Request Library, Pubmed_Parser, Pandas
- Icebreaking and got familiar with teams. Understand the capacity and strength of each member to split task efficiently.
- Learned the importance of breaking a task down to smaller parts.
- Learned to use tool such as journal club to have a kind of comprehensive understanding of the task.
- Successfully split the “10 prompts” to our team and get everyone on the same page after journal club.
- Presented and explained my understanding of part of the 2015 paper
- Installed and used Pubmed parser to extract abstracts from medline data.

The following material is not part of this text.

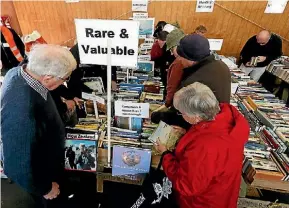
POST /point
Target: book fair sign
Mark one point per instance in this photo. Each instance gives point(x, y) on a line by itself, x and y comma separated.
point(93, 35)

Detailed Statement of Tasks Completed:
- To achieve the goal at the end, we started by explore a single document from medline database. We use the request package to gather one file out of the medline database and use the pubmed parser to extract the abstracts from that original files and convert it into a pandas dataframe to clean the data. On the cleaning stage, we simply eliminate rows that is empty and also eliminate other irrelevant information.
Goals for the upcoming week:
- Filter the data with known drug, gene name. Then parse the dependency path by using Standford Parser.